Feather, who lives with her husband in the guest house of her mother's Victorian home, said she felt lost after she was cut off from her community mental health program, where she got counseling, medications and other support. She went to a private psychiatrist, but was unhappy with the care and felt isolated, she said. By that time the crisis center had closed, so when she was feeling out of control "I didn't know what to do," Feather said in a jailhouse interview.
Doreen Sinclair, Feather's mother, said her daughter has been placed in public and private hospitals and halfway houses many times because of her mental problems but had been relatively stable in recent years. She took care of her husband, Ben Feather, a retired psychiatrist who is more than 25 years her senior and suffers from dementia, Sinclair said. She cooked meals, kept house and managed her medications. An animal lover, she adopted stray cats and nursed them to health, her mother said.
"She is a very kind person. Very loving," Sinclair said. "She has never demonstrated any violence that I am aware of."
Feather has no criminal record in Sacramento County during the past 10 years. But she began to spiral downward in the months after her county services fell away, she and her mother said. In previous years, Feather said, she would go to the crisis center when she felt depressed or panicked or "heard voices" inside her head. Lately, "I was calling the police in the middle of the night, because I didn't know who else to call," she said.
Charged with assault
Feather felt desperate on that May day when her life imploded, she said. She was overwhelmed by her husband's health problems, was not getting the proper medications for herself and was thinking about ending it all. Early that evening, while her mother was away, she called the police.

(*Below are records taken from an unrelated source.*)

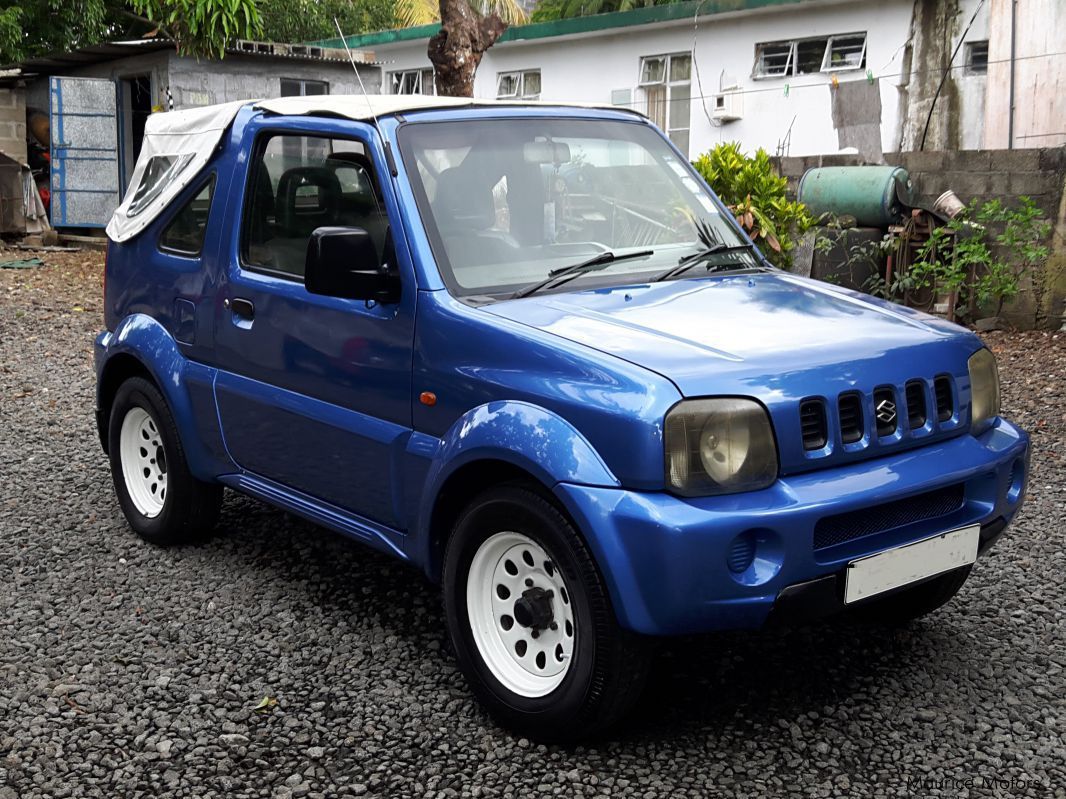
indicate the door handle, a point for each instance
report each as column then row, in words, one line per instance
column 241, row 307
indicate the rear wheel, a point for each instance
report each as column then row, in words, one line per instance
column 163, row 503
column 531, row 620
column 913, row 603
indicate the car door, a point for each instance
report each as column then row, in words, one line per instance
column 312, row 392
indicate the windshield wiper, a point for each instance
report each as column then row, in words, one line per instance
column 563, row 274
column 689, row 261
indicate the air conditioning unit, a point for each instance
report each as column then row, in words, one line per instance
column 728, row 107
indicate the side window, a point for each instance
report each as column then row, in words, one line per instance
column 299, row 183
column 184, row 234
column 159, row 172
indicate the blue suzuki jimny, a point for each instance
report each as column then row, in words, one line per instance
column 526, row 349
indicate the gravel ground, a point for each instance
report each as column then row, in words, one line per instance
column 127, row 670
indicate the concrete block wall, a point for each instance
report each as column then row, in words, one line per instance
column 239, row 77
column 984, row 175
column 13, row 123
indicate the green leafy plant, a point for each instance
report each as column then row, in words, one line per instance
column 757, row 196
column 203, row 27
column 980, row 256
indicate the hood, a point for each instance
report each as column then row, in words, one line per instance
column 775, row 337
column 699, row 332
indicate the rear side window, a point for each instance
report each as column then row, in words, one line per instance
column 299, row 183
column 159, row 172
column 184, row 234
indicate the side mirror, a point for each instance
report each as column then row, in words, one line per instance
column 343, row 262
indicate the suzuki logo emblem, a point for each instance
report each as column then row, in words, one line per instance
column 886, row 411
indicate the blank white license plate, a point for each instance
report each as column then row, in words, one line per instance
column 871, row 575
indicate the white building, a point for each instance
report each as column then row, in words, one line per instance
column 795, row 77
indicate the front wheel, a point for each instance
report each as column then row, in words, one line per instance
column 162, row 501
column 532, row 622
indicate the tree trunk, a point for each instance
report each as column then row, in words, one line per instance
column 456, row 49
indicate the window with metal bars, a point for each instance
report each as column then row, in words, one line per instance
column 809, row 55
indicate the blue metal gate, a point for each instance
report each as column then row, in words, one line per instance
column 84, row 151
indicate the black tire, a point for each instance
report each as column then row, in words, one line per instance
column 191, row 506
column 609, row 665
column 904, row 606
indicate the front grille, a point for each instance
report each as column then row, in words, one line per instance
column 916, row 405
column 812, row 424
column 885, row 411
column 898, row 411
column 836, row 530
column 850, row 408
column 945, row 405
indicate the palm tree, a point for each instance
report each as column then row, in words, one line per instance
column 467, row 29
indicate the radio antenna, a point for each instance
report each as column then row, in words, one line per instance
column 370, row 106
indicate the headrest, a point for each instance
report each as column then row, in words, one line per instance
column 464, row 201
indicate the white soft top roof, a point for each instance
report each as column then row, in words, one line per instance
column 366, row 107
column 178, row 144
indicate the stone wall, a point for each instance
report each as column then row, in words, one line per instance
column 13, row 123
column 982, row 175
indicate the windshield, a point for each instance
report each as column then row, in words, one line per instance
column 509, row 204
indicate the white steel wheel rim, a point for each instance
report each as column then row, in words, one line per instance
column 503, row 570
column 144, row 461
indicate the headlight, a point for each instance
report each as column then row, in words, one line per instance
column 719, row 446
column 984, row 389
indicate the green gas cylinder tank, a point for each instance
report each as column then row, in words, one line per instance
column 876, row 196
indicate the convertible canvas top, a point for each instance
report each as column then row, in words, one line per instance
column 178, row 144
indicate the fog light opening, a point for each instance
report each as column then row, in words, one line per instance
column 755, row 556
column 1017, row 482
column 741, row 553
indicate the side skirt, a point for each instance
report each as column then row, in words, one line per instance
column 374, row 535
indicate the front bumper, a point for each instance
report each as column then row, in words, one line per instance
column 677, row 566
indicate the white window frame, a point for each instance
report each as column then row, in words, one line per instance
column 827, row 58
column 398, row 77
column 791, row 63
column 521, row 93
column 669, row 85
column 304, row 82
column 970, row 47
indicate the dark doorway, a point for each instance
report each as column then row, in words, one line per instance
column 136, row 104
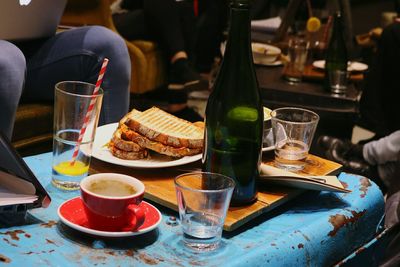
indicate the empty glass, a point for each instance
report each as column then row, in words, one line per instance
column 297, row 52
column 203, row 201
column 338, row 81
column 293, row 130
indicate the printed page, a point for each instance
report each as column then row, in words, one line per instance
column 14, row 190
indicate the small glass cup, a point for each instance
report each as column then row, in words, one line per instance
column 71, row 103
column 338, row 81
column 298, row 53
column 293, row 130
column 203, row 201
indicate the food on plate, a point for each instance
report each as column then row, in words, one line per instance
column 158, row 131
column 313, row 24
column 267, row 113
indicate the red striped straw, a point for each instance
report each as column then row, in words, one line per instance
column 89, row 111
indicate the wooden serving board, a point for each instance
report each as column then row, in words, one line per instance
column 160, row 187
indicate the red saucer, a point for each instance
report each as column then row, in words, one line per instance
column 72, row 214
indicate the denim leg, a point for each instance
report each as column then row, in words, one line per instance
column 12, row 73
column 78, row 55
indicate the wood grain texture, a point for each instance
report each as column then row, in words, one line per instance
column 160, row 187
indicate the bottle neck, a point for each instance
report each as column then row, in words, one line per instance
column 238, row 42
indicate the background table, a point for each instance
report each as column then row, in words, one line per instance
column 315, row 229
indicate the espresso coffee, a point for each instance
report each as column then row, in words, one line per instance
column 111, row 188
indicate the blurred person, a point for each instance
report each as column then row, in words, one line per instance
column 30, row 69
column 174, row 25
column 379, row 101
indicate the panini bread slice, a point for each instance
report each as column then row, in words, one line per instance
column 128, row 155
column 158, row 147
column 122, row 143
column 160, row 126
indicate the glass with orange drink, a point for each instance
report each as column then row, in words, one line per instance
column 72, row 139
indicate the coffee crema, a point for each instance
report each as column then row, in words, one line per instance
column 111, row 188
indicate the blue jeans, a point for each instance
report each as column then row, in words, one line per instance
column 70, row 55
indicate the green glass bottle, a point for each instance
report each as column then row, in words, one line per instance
column 234, row 117
column 336, row 54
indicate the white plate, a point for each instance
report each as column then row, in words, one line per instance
column 352, row 66
column 101, row 152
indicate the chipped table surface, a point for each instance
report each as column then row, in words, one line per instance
column 314, row 229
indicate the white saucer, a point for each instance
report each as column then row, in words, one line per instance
column 71, row 213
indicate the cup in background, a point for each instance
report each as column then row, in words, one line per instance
column 338, row 81
column 203, row 201
column 293, row 130
column 297, row 54
column 111, row 200
column 71, row 102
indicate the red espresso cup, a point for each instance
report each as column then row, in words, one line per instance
column 111, row 201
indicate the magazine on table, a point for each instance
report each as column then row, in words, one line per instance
column 18, row 185
column 273, row 175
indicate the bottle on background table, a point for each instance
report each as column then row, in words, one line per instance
column 336, row 54
column 234, row 114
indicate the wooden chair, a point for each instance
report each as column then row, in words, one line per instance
column 148, row 66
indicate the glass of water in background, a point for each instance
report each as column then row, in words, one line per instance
column 293, row 130
column 72, row 113
column 298, row 54
column 203, row 201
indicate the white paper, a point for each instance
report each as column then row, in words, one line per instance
column 329, row 180
column 266, row 25
column 14, row 190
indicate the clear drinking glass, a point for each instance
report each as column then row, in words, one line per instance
column 297, row 52
column 293, row 130
column 338, row 81
column 203, row 201
column 71, row 103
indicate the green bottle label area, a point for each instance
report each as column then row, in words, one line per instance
column 233, row 149
column 243, row 114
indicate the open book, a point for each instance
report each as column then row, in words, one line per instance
column 14, row 190
column 18, row 185
column 273, row 175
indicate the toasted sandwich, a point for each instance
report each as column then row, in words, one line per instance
column 160, row 126
column 158, row 131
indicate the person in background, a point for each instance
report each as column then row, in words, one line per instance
column 172, row 24
column 30, row 70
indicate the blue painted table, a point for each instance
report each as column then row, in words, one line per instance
column 315, row 229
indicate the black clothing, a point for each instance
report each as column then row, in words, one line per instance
column 379, row 104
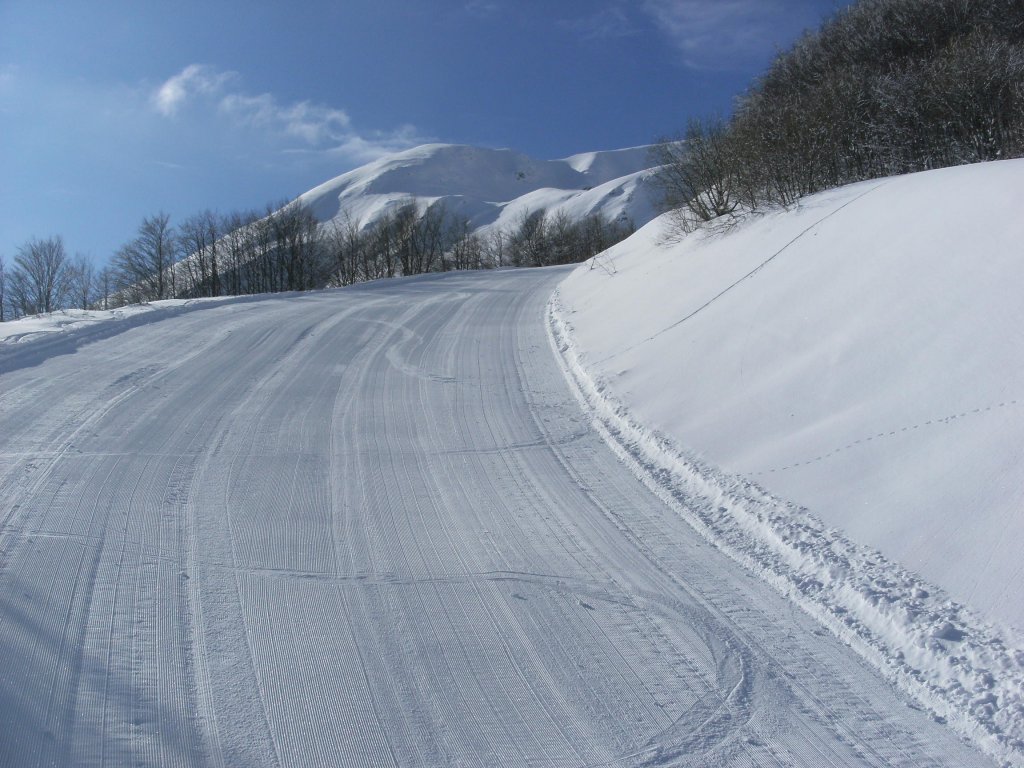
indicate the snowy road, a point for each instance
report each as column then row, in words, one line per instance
column 373, row 527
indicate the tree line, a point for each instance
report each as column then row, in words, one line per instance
column 884, row 87
column 285, row 248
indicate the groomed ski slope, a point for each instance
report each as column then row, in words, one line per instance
column 845, row 381
column 373, row 526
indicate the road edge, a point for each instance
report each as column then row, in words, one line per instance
column 966, row 672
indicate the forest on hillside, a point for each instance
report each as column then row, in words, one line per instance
column 285, row 248
column 884, row 87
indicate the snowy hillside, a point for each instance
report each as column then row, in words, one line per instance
column 860, row 357
column 491, row 186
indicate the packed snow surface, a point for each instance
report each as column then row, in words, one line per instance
column 373, row 526
column 862, row 357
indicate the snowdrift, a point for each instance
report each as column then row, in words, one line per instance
column 835, row 394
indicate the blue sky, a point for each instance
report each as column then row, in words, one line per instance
column 112, row 111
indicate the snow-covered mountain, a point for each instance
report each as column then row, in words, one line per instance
column 491, row 187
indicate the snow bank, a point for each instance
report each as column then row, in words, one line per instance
column 31, row 340
column 862, row 358
column 491, row 185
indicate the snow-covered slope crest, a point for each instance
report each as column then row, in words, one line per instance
column 833, row 395
column 481, row 183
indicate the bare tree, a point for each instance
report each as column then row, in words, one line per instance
column 82, row 282
column 3, row 288
column 40, row 275
column 144, row 266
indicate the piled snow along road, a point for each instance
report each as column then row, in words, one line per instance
column 830, row 395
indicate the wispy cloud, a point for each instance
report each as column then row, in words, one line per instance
column 295, row 127
column 605, row 24
column 481, row 7
column 725, row 34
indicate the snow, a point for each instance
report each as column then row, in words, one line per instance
column 491, row 187
column 36, row 327
column 847, row 379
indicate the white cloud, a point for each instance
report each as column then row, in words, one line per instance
column 296, row 128
column 481, row 8
column 606, row 24
column 193, row 80
column 724, row 34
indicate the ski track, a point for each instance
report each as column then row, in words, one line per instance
column 373, row 527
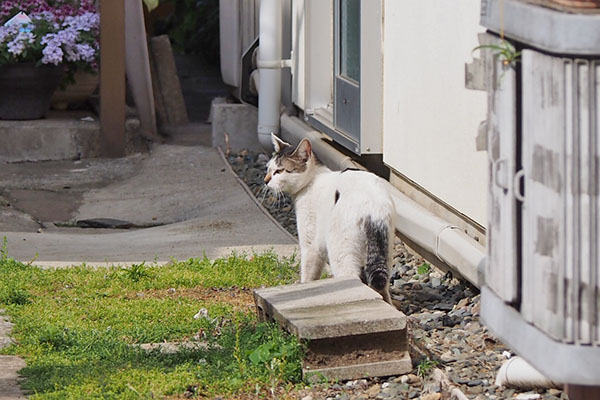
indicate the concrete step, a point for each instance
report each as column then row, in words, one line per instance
column 60, row 136
column 351, row 332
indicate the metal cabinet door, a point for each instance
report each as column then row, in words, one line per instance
column 501, row 268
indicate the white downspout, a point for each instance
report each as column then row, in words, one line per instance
column 269, row 64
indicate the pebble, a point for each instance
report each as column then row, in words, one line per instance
column 373, row 390
column 431, row 396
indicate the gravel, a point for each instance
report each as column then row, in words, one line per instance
column 445, row 332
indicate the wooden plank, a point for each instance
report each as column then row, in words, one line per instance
column 501, row 270
column 137, row 65
column 112, row 77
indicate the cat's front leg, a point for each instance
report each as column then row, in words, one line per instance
column 311, row 265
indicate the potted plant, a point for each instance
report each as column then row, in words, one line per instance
column 42, row 42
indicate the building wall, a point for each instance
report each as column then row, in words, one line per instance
column 430, row 120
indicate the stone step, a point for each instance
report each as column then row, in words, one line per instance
column 351, row 332
column 60, row 136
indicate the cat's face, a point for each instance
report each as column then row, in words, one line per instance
column 286, row 170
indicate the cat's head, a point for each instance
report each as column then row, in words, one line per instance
column 290, row 169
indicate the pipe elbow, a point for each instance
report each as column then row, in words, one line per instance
column 264, row 139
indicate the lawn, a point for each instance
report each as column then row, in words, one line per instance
column 79, row 329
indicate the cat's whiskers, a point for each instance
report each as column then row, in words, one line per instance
column 263, row 191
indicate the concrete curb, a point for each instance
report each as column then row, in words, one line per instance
column 282, row 250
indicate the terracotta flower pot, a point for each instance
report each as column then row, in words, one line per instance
column 77, row 92
column 27, row 89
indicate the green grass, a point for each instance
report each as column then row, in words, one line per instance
column 77, row 329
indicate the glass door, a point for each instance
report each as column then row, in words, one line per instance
column 347, row 69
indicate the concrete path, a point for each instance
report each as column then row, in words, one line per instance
column 186, row 196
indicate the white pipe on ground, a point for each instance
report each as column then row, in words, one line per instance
column 269, row 64
column 427, row 230
column 518, row 373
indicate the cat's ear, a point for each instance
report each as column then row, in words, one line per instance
column 304, row 150
column 278, row 144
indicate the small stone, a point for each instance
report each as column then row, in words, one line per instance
column 475, row 382
column 528, row 396
column 374, row 390
column 431, row 396
column 462, row 302
column 412, row 379
column 443, row 306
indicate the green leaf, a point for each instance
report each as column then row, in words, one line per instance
column 423, row 269
column 151, row 4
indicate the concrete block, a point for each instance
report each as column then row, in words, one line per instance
column 59, row 137
column 402, row 365
column 239, row 122
column 351, row 331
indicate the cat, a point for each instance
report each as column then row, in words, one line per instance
column 345, row 218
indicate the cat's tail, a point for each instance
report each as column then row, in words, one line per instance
column 376, row 272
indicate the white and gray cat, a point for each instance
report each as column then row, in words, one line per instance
column 345, row 218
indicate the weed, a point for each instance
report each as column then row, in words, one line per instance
column 15, row 295
column 78, row 329
column 425, row 366
column 507, row 53
column 4, row 250
column 136, row 272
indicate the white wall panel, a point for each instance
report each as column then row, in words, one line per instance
column 430, row 119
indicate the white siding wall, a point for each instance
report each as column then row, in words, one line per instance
column 430, row 120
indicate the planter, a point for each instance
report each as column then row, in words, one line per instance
column 79, row 91
column 27, row 90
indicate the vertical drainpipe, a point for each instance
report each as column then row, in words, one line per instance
column 269, row 64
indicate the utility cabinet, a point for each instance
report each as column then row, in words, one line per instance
column 542, row 278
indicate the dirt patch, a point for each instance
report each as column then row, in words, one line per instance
column 238, row 298
column 46, row 205
column 355, row 350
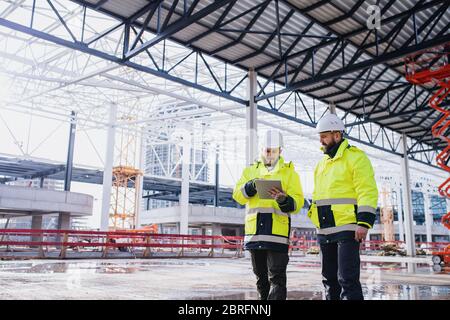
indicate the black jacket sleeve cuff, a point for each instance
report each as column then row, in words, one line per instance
column 366, row 219
column 287, row 205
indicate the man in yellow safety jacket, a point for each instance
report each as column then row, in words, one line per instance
column 267, row 221
column 344, row 205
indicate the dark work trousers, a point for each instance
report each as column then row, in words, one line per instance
column 340, row 270
column 270, row 269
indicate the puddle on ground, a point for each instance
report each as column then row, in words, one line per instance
column 379, row 292
column 94, row 266
column 252, row 295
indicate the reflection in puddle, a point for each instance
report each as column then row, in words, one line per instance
column 252, row 295
column 94, row 266
column 379, row 292
column 406, row 292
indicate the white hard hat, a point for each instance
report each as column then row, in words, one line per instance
column 330, row 122
column 273, row 139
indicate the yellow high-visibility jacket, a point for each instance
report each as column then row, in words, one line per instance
column 267, row 223
column 345, row 193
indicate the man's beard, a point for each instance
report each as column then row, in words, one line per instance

Officers arrived quickly and defused the situation, said Von Schoech, but Feather called again later in the day. A second set of officers responded, he said, and this time Feather emerged from her home with a "hunting style" knife in her hand.
Feather told The Bee she wanted to kill herself. She said she threw the knife to the ground when ordered to do so. But officers viewed the situation differently, said Von Schoech. He said that when police told Feather to drop the knife, she "cocked her arm back" as though she wanted to slash the officer. Feeling threatened, police used a Taser to subdue her, he said. She was booked into jail that night.
Feather frequently dissolved into tears during a lengthy discussion with a reporter last week. She has been charged with assault on a peace officer in the line of duty, a felony that could carry a state prison sentence of up to five years, said county district attorney spokeswoman Shelly Orio. Orio said the prosecution has offered to allow Feather to be sentenced to time in a residential treatment program instead of prison.
Feather's attorney, Dennise Henderson, said she will ask that her client, who has pleaded not guilty, be released to her home and get court-ordered treatment.
"She is very shaky, very emotional, suicidal," Henderson said. "The jail is certainly not set up to care for people like her."
Feather is next scheduled to be in court Thursday.
"I just want to go home," she said, tears running down her cheeks. "I want to hug my husband and my mother and my cats. But that might not happen for a long time."